No relato, a sensação de medo que toma a discente no primeiro contato com a escola e com os alunos e alunas, vai sendo substituída por um processo de reflexão que lhe possibilita compreender os limites e potenciais daquela experiência. Neste processo, a discente passa a levar em consideração elementos da formação docente que só podem ser compreendidos em contexto: a modulação da voz, a importância da resposta dos alunos e alunas, o valor de ser aceito, a necessidade de saber organizar o tempo, etc. São todos elementos que a formação estritamente acadêmica não possibilita aos futuros professores e professoras conhecerem, revelando assim o potencial da experiência de estágio na construção dos saberes necessários à formação docente.
Tal potencial também se revela nos inúmeros encontros construídos durante a experiência de estágio. Dois deles se destacam: o encontro com os docentes mais experientes e com os alunos e alunas. No primeiro caso, muitos são os relatos a revelarem a importância da experiência profissional na orientação dos novos docentes:
Uma característica marcante na personalidade de M. é o respeito: ela respeita muito os alunos, conversa, escuta, isso muda tudo. Em 45 minutos de aula, ela consegue envolver praticamente todos os alunos, às vezes a turma inteira. Buscando compreender melhor a relação professor e alunos, acompanhei as turmas em outras aulas. Pra minha surpresa, os alunos ficavam transtornado frente a determinados professores (DD 1).

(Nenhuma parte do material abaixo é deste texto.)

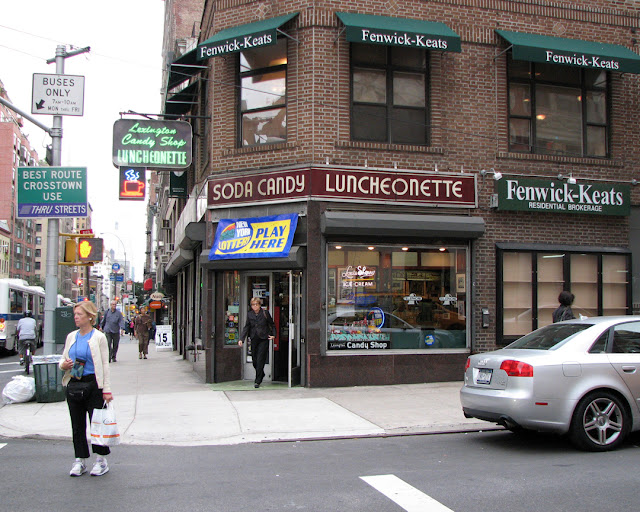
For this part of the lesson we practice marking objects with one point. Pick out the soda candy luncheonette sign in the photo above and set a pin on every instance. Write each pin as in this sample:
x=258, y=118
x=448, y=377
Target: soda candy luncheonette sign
x=455, y=190
x=150, y=143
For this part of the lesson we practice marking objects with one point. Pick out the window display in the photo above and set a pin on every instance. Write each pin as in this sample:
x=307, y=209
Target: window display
x=394, y=297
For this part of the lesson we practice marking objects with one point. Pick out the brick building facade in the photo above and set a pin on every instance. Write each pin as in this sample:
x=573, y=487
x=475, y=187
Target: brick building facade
x=511, y=127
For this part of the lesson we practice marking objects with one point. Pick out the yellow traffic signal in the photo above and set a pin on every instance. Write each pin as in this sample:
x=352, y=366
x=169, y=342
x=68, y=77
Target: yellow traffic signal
x=70, y=249
x=90, y=249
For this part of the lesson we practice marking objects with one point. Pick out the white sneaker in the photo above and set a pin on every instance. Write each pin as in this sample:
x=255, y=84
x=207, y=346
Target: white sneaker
x=78, y=468
x=100, y=467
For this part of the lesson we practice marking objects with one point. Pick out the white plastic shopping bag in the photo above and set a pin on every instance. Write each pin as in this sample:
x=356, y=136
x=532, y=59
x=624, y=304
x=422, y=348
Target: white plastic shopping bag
x=19, y=389
x=104, y=429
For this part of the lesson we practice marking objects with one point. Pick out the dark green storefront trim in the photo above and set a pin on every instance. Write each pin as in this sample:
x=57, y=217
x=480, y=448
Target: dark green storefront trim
x=243, y=37
x=405, y=32
x=571, y=52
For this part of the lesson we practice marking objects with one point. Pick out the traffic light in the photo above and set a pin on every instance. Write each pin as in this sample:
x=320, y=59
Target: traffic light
x=90, y=249
x=70, y=250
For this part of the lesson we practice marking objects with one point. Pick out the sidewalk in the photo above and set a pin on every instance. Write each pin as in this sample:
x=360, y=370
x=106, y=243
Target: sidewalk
x=162, y=401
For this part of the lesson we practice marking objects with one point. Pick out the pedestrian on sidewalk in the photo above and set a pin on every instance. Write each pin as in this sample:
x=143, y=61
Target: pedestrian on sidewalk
x=260, y=328
x=112, y=323
x=85, y=361
x=143, y=326
x=564, y=311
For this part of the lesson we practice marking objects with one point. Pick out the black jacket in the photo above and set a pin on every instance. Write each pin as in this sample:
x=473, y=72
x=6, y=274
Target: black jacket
x=258, y=326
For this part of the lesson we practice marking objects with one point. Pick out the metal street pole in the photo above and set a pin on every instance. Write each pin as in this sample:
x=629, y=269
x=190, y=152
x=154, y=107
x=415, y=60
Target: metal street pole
x=51, y=281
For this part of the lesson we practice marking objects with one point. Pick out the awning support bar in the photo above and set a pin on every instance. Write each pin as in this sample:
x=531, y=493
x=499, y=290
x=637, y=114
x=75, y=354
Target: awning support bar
x=502, y=52
x=287, y=35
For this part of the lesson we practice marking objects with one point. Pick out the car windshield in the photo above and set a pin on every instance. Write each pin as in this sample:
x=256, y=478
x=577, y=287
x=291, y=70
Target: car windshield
x=550, y=337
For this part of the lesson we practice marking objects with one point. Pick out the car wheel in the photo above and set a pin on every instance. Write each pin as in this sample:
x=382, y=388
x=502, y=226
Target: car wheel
x=600, y=422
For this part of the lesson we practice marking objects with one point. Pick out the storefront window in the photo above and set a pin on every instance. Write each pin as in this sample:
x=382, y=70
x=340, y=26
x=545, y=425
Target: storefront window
x=263, y=95
x=389, y=94
x=231, y=307
x=393, y=297
x=557, y=110
x=532, y=280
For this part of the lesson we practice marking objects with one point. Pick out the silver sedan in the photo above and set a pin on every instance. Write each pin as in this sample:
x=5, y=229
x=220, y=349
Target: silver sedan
x=580, y=377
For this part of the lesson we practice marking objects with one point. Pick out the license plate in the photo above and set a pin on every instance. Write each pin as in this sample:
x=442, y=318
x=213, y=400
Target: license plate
x=484, y=376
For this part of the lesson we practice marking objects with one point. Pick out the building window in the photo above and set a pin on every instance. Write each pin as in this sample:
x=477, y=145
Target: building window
x=263, y=95
x=558, y=110
x=532, y=280
x=395, y=298
x=389, y=94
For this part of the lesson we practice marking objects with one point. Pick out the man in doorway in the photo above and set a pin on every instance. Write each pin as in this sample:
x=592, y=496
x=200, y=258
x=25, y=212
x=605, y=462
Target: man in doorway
x=112, y=323
x=143, y=326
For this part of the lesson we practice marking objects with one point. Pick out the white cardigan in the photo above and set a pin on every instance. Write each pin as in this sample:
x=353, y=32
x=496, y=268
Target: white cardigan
x=100, y=355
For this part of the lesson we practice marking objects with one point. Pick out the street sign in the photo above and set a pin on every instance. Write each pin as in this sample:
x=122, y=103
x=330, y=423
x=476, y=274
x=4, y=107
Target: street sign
x=52, y=192
x=57, y=95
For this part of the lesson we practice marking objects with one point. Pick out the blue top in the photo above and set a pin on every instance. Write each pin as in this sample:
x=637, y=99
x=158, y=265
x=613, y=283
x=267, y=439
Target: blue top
x=112, y=321
x=80, y=350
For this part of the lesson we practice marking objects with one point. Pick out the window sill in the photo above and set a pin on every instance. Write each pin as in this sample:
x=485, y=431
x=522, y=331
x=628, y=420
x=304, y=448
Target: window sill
x=600, y=162
x=382, y=146
x=259, y=148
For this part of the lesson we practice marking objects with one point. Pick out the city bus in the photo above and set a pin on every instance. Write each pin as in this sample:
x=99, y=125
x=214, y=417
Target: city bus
x=16, y=297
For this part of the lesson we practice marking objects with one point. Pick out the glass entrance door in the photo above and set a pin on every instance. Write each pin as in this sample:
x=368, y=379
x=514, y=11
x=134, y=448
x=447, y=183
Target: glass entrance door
x=256, y=285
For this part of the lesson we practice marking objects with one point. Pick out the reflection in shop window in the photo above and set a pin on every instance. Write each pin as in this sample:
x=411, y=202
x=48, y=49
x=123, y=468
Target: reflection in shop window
x=231, y=292
x=542, y=275
x=390, y=297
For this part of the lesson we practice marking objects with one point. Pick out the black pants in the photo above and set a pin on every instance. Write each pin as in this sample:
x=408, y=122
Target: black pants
x=79, y=408
x=113, y=340
x=259, y=353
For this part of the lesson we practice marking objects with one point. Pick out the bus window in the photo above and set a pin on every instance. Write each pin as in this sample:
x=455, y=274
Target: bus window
x=16, y=301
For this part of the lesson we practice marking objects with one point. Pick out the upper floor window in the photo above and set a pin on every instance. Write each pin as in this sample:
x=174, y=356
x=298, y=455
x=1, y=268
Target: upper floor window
x=263, y=95
x=389, y=94
x=558, y=110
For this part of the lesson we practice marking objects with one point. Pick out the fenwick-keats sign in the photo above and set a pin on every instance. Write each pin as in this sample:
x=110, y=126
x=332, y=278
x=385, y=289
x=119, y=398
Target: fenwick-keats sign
x=150, y=143
x=538, y=195
x=586, y=61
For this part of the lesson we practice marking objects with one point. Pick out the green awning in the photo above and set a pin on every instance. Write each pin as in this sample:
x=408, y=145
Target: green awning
x=243, y=37
x=409, y=33
x=571, y=52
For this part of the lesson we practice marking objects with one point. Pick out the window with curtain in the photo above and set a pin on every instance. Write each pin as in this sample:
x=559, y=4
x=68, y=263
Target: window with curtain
x=389, y=94
x=558, y=110
x=263, y=95
x=530, y=281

Após a aula, fui conversar com a professora. Fiquei admirado como a mesma conseguiu, de forma tão tranquila, conduzir sua aula. Durante a conversa, D. me contou que a sala era bem tranquila, que os alunos do 9º ano a tinham com respeito. Eu perguntei se ela considerava uma relação de amizade e ela disse que não. Era uma relação de referência, que eles a viam como uma pessoa de confiança (DD2).
Após a prova de matemática no 9º ano, acompanhei o Prof. A. numa substituição de aula no 8º C... Foi iniciada uma atividade com mapas, porém, após aproximadamente a metade da aula, o professor decidiu por não continuar e depois da aula me explicou o porquê dessa decisão. Disse que os alunos estavam cansados após duas provas e que, às vezes, devem-se fazer concessões aos alunos (DD3).
Foi nessas horas em que estive na sala dos professores que a Profa. V. me mostrou o seu caderno, me explicou coisas sobre a carreira na rede municipal e me mostrou como prepara e organiza suas aulas e foi lá que pude acompanhar a correção de relatórios e provas de alunos e conversar sobre elas com os professores (DDD4)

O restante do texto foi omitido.